La pique de Matthew fit tressaillir Hugo, qui serra de nouveau les mâchoires.
"Je n'en ai pas eu le choix, moi. Je n'ai pas eu la possibilité de le faire. Je n'ai pas choisi de faire ami-ami avec mon père comme certains le font avec d'autres dieux."
"On ne connaît pas ton histoire, tu ne connais pas la nôtre avec Hermès et Apollon. Maintenant qu'on est tous dans le même bateau, qu'on est pour ainsi dire quittes, est-ce qu'on pourrait essayer d'arrêter de rejeter la culpabilité sur l'autre ? Cela ne sert à rien et ce n'est pas ce que Ben aurait voulu. Il aurait détesté nous voir nous disputer."

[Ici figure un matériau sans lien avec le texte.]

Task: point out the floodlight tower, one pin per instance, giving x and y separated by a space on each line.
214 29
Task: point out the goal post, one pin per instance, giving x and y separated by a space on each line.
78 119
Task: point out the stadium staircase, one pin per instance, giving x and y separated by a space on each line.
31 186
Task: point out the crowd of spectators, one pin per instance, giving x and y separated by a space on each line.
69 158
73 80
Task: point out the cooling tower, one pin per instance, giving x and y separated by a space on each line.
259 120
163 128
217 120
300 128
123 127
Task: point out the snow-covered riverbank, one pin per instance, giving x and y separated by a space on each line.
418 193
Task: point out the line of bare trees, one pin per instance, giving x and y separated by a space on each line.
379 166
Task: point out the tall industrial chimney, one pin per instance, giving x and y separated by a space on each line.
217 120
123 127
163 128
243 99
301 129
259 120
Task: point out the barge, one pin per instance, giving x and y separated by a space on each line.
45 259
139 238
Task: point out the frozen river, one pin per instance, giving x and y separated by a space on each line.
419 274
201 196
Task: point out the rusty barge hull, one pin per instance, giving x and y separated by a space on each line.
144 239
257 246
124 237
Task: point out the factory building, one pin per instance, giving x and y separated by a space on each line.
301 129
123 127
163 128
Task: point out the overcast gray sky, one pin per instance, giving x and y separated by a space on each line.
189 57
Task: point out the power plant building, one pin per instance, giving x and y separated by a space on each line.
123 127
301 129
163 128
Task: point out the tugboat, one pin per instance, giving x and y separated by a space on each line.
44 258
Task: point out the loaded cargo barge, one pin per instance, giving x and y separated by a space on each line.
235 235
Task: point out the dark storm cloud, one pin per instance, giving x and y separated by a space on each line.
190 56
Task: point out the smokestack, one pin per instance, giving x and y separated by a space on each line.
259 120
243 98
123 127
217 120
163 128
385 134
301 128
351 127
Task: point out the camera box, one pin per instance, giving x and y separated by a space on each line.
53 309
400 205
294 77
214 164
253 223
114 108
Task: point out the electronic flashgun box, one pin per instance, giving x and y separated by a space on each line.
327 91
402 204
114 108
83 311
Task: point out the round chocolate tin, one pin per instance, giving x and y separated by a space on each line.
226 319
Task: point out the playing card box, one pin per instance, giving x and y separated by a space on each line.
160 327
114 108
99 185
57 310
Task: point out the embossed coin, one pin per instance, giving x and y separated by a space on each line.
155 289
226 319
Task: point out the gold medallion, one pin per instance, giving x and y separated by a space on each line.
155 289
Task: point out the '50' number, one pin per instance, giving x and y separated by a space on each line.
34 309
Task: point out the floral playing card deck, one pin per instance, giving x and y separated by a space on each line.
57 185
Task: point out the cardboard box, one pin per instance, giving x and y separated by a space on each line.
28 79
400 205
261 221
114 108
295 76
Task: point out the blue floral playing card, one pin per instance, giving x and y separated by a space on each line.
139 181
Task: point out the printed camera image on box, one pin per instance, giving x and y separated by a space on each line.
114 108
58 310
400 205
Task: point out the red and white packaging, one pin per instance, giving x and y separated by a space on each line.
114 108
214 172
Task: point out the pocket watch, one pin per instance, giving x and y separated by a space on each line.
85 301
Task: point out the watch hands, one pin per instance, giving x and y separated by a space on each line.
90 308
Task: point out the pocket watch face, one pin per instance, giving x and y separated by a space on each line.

Ambre ne savait pas où elle était allée chercher la force de prononcer ces mots et davantage encore de les prononcer d'un ton aussi calme et résolu : sa voix, tout comme l'ensemble de son corps, tremblait. Les larmes continuaient de couler et un poids énorme semblait s'être abattu sur sa poitrine. Le poids du chagrin, de la culpabilité, de la souffrance d'Hugo. Mais aussi le poids de la fatigue. Une fatigue immense, qu'elle n'avait encore jamais connue. Dans sa tête, les événements de l'après-midi restaient flous, mais s'il y avait bien quelque chose dont elle se souvenait, c'était d'avoir réussi à affaiblir Arès alors qu'il se saisissait de la gorge d'Hermès. Mais comment ? Et était-ce réellement arrivé ou était-ce le messager lui-même qui avait réussi à faire flancher le dieu de la guerre le temps d'un instant ?
Plus elle y réfléchissait et y pensait, plus les éléments se mélangeaient. Et plus la tête lui tournait. La fille d'Iris n'eut pas le temps d'entendre la réponse d'Hugo qu'un vertige immense la prenait et la plongeait dans l'inconscience.